Let $d$ and $n$ be natural numbers greater or equal to $2$. Let $\langle \boldsymbol{a}, \nu_{d,n}(\boldsymbol{x})\rangle\in \mathbb{Z}[\boldsymbol{x}]$ be a homogeneous polynomial in $n$ variables of degree $d$ with integer coefficients $\boldsymbol{a}$, where $\langle\cdot,\cdot\rangle$ denotes the inner product, and $\nu_{d,n}: \mathbb{R}^n\rightarrow \mathbb{R}^N$ denotes the Veronese embedding with $N=\binom{n+d-1}{d}$. Consider a variety $V_{\boldsymbol{a}}$ in $\mathbb{P}^{n-1}$, defined by $\langle \boldsymbol{a}, \nu_{d,n}(\boldsymbol{x})\rangle=0.$ In this paper, we examine a set of integer vectors $\boldsymbol{a}\in \Z^N$, defined by

$$\mathfrak{A}(A;P)=\{ \boldsymbol{a}\in \Z^N:\ P(\boldsymbol{a})=0,\ \|\boldsymbol{a}\|_{\infty}\leq A\},$$

where $P\in \mathbb{Z}[\x]$ is a non-singular form in $N$ variables of degree $k$ with $2 \le k\leq C({n,d})$ for some constant $C({n,d})$ depending at most on $n$ and $d$.

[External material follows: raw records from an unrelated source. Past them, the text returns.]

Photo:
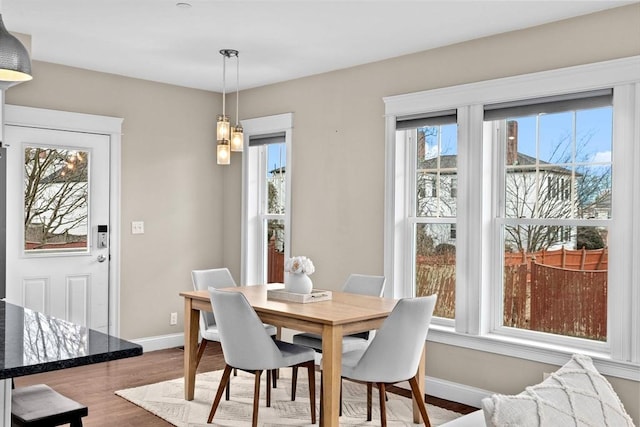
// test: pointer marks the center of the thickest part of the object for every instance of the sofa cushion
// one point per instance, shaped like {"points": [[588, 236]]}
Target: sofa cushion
{"points": [[576, 394]]}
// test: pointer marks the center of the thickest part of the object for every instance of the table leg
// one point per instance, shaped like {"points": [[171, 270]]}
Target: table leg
{"points": [[417, 418], [331, 373], [191, 329]]}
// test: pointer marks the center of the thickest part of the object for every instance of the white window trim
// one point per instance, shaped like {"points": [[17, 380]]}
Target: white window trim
{"points": [[474, 302], [253, 264]]}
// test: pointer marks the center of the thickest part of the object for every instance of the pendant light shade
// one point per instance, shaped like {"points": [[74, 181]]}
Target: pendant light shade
{"points": [[15, 64]]}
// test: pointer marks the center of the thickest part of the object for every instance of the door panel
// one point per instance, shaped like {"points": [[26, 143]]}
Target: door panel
{"points": [[58, 191]]}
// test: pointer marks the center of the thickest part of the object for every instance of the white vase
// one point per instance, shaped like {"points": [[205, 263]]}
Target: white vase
{"points": [[298, 283]]}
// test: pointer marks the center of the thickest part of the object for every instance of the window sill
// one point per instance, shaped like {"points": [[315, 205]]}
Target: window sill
{"points": [[532, 350]]}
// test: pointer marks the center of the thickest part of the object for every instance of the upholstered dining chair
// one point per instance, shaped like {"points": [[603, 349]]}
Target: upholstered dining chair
{"points": [[246, 345], [394, 353], [356, 284], [217, 278]]}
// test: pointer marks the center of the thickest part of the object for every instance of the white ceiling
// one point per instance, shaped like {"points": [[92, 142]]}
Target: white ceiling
{"points": [[278, 40]]}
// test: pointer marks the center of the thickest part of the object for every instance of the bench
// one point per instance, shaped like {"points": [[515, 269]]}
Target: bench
{"points": [[41, 406]]}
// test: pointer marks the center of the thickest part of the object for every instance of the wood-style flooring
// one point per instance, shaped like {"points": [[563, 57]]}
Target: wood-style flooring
{"points": [[94, 385]]}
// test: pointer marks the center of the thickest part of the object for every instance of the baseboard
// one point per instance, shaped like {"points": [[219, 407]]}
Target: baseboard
{"points": [[160, 342], [434, 386], [455, 392]]}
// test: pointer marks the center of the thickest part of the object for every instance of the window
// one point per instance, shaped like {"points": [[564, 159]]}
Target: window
{"points": [[544, 189], [556, 163], [267, 199], [432, 217], [56, 196]]}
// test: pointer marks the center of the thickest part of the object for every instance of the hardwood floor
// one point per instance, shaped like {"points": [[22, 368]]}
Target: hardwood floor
{"points": [[94, 385]]}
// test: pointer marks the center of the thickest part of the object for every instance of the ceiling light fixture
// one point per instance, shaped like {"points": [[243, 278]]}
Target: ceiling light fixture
{"points": [[15, 64], [229, 138]]}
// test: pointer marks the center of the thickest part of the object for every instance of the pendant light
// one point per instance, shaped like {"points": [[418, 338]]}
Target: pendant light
{"points": [[237, 136], [229, 138], [15, 64]]}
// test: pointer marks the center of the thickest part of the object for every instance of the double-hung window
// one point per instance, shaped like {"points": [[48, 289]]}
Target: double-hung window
{"points": [[432, 145], [266, 199], [514, 200]]}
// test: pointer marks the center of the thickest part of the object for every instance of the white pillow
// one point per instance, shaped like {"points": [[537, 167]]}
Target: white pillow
{"points": [[574, 395]]}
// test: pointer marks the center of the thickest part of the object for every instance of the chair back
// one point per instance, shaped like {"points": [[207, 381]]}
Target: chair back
{"points": [[364, 285], [214, 277], [245, 342], [395, 351]]}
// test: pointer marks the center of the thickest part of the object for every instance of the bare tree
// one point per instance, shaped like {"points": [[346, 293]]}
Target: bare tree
{"points": [[56, 193]]}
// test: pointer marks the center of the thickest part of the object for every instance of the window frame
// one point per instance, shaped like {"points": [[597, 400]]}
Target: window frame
{"points": [[478, 304], [253, 251]]}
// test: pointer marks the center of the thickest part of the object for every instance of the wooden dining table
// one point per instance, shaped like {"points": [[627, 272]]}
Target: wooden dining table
{"points": [[344, 314]]}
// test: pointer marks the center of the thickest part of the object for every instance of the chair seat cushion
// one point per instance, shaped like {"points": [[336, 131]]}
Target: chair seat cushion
{"points": [[40, 405], [349, 342]]}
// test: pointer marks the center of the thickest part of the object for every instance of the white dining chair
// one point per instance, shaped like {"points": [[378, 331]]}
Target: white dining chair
{"points": [[246, 345], [217, 278], [394, 353], [361, 284]]}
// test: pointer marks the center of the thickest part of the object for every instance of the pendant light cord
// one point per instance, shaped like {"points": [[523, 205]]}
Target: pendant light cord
{"points": [[237, 89]]}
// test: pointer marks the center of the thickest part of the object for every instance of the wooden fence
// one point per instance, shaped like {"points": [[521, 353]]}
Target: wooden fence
{"points": [[437, 275], [561, 292], [275, 264], [571, 302]]}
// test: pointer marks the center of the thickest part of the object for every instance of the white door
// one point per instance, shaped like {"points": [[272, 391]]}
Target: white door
{"points": [[58, 223]]}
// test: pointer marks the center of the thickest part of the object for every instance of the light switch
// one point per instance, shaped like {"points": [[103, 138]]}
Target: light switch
{"points": [[137, 227]]}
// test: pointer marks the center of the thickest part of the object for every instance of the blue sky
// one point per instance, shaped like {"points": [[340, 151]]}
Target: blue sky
{"points": [[593, 136]]}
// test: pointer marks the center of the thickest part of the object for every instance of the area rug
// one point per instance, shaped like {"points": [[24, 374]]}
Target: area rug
{"points": [[166, 400]]}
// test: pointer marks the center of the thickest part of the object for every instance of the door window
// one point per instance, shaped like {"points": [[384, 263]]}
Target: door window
{"points": [[56, 194]]}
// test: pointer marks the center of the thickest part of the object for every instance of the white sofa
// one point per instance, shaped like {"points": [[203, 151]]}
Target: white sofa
{"points": [[576, 394]]}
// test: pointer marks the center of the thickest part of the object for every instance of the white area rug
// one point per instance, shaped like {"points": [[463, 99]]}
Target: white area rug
{"points": [[166, 400]]}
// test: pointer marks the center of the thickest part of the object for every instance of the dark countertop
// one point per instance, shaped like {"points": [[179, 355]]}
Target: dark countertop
{"points": [[31, 342]]}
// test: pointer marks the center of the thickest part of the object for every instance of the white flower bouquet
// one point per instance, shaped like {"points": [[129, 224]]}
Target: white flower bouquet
{"points": [[299, 264]]}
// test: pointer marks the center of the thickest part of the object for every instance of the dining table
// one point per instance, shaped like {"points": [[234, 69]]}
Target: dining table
{"points": [[343, 314], [32, 342]]}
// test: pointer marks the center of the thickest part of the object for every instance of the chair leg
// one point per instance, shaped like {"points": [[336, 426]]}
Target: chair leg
{"points": [[311, 369], [321, 392], [256, 399], [269, 372], [383, 406], [369, 392], [340, 408], [419, 401], [222, 386], [201, 347], [294, 382]]}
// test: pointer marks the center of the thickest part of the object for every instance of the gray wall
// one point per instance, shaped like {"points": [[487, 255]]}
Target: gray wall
{"points": [[191, 206]]}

Suppose that $P(\boldsymbol{a})=0$ has a nontrivial integer solution. We confirm that the proportion of integer vectors $\boldsymbol{a}\in \Z^N$ in $\mathfrak{A}(A)$, whose associated equation $\langle \boldsymbol{a}, \nu_{d,n}(\boldsymbol{x})\rangle=0$ is everywhere locally soluble, converges to a constant $c_P$ as $A\rightarrow \infty.$ Moreover, for each place $v$ of $\Q$, if there exists a non-zero $\boldsymbol{b}_v\in \Q_v^N$ such that $P(\boldsymbol{b}_v)=0$ and the variety $V_{\boldsymbol{b}_v}$ in $\mathbb{P}^{n-1}$ admits a smooth $\mathbb{Q}_v$-point, the constant $c_P$ is positive. This is a joint work with Heejong Lee and Seungsu Lee.